Days of Our Lives has brought the frustration back to my life. I have to be as real as I can be with this review, I really don’t want to hold much back and give some of my honest feelings on the current standing of the show. Just when it had seemed like my hopes of the show continuing with solid stories (solid doesn’t mean the best, just solid.), we viewers had our patience tested with this short week of episodes.
Basically, I was happy that it was a short week of DAYS or else I would have pulled out my hair. With drama and rumors about NBC’s commitment to DAYS buzzing around lately, it’s unsettling to see the show continue to make the same mistakes over and over again. All of the issues I had this week boiled down to the most important about writing a character driven ensemble show – characterization! To fit a plot point, you can’t radically change a character’s personality and expect viewers not to notice. And in that same vein, you can’t destroy a once interesting character over time without damn good reason. If any of this negative buzz rings true to any degree, DAYS truly has to look at itself creatively, really look at itself and fix these issues so we can fight for the show together. Whether or not it’s in a dangerous position, we should all want DAYS to be the best DAYS it can be so that we can fight if we have to. No more excuses! But back to the theme of bad characterization, let’s get into some of this last weeks “highlights” or stories and characters that didn’t get me all the way upset (I’m looking at you, Nicole Walker!).
Week in Review for Days of Our Lives episodes airing January 2nd – 6th.
Sugar, No Spice
The timing of Paige Searcy leaving DAYS and Jade Michaels’ her character suddenly flipping in personality makes me wonder if that played a part in her exit. The character of Jade began as a firecracker and continued so up until a week ago, but then Christmas came around so the importance of family was driven in like a nail until Jade became someone entirely new. Searcy excelled with even the lukewarm material they gave her, filling the town’s troublemaker void with relative ease. There were many times she exhausted me as a viewer (that ridiculous cult story!) but that’s what someone of her character archetype should do. So why stick around if the role was no longer fun? Everyone in town seems afraid to misbehave these days, only wanting to cry about things when it gets too rough but Jade was supposed to be different. Now she’s Kayla’s sweet surrogate daughter who is a welcome part of her household after only two weeks. The conflict that had been building there was playing out so well, giving us that hard side of Kayla that we’d lost for years and just like that it was squashed.

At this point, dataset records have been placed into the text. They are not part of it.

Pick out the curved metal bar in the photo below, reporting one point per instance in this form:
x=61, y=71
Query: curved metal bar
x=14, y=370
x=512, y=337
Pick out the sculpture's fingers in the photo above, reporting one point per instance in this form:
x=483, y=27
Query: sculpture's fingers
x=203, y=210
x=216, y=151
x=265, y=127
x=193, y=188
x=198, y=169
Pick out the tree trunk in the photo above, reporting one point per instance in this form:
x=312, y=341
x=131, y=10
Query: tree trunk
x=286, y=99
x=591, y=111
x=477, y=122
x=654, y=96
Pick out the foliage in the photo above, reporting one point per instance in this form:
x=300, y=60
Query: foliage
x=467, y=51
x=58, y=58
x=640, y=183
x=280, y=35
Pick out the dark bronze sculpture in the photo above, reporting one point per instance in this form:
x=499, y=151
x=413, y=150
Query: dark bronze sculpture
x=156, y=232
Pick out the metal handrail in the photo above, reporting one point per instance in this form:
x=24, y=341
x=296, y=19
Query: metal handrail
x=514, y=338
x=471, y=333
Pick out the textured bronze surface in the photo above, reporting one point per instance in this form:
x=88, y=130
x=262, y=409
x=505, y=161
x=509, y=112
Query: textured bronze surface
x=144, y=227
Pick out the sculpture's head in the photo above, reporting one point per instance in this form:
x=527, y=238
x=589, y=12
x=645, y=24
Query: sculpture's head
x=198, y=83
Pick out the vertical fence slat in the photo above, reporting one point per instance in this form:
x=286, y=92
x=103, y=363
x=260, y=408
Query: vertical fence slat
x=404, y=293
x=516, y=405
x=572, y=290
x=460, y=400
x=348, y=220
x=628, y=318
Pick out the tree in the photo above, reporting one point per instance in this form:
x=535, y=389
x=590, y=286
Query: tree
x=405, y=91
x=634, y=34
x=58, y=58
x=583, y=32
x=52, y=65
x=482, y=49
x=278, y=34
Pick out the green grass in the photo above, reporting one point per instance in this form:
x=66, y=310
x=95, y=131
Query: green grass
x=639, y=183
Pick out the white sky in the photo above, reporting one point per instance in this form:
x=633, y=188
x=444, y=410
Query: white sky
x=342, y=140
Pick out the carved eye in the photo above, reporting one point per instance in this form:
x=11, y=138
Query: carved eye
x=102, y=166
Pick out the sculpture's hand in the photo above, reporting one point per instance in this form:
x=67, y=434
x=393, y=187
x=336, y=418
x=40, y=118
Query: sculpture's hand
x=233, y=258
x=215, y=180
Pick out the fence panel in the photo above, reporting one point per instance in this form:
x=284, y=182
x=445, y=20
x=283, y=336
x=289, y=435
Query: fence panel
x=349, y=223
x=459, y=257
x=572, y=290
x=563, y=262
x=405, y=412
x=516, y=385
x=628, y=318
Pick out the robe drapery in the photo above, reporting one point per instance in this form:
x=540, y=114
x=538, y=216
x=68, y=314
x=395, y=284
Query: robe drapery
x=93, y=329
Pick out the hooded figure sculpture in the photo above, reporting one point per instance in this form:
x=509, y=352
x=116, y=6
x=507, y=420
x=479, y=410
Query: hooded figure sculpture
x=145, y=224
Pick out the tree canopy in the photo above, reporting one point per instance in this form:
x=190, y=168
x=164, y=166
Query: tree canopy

Jade was meant to be this thorn in Kayla and Steve Johnson’s side, a problem big enough to even upset Joey Johnson’s extended family too. But the writing quickly turned fluffy and that should have clued viewers in to what would happen next with the young couple – wait, they’re dating again right? A severe cramp made Jade’s New Year celebrations with her new family take a sad turn. Even though her father had disowned her, Jade felt thankful to now be a part of a family only to have that cramp snowball into a miscarriage that severed her ties from said family. I can understand why the writers turned the Johnson-Michaels household into the beginnings of a new age Brady Bunch over the course of a few days, or at least I think I know why. How bad might it look for a girl to inexplicably lose her baby after being a total hell raiser, especially on a show where characters are blamed for actions they could not control by other more self-righteous characters. It can be really hard to gauge whether DAYS writers make these story decisions with social impact in mind or not at all. We really all hated Jade – loved to hate her or just outright hated her – but she was about to go through something traumatic, so we had to feel bad for her now or else it’d look bad.
My sympathy for Jade does not come because she’s suddenly a good girl that had something bad happen to her, it’s simply because something bad happened to her. Miscarriages happen to people of all sorts for all different reasons. Jade did not need a complete overhaul for viewers to feel for her though.
My only fear is that this is the Jade we’ll continue to get when pretty and wholesome looking Gabrielle Haugh steps into the role later this month. Jade could have easily disappeared from town given the fact that without the baby, she has no reason to stay with the Johnsons. Again, I don’t think she and Joey were even together at this point. Without that bit of spice the original Jade had, I can’t see the reason behind keeping a peripheral character like her on the canvas when so many important core characters need the story time. Also, did we really have to give Joey another reason to weep and get coddled by his parents?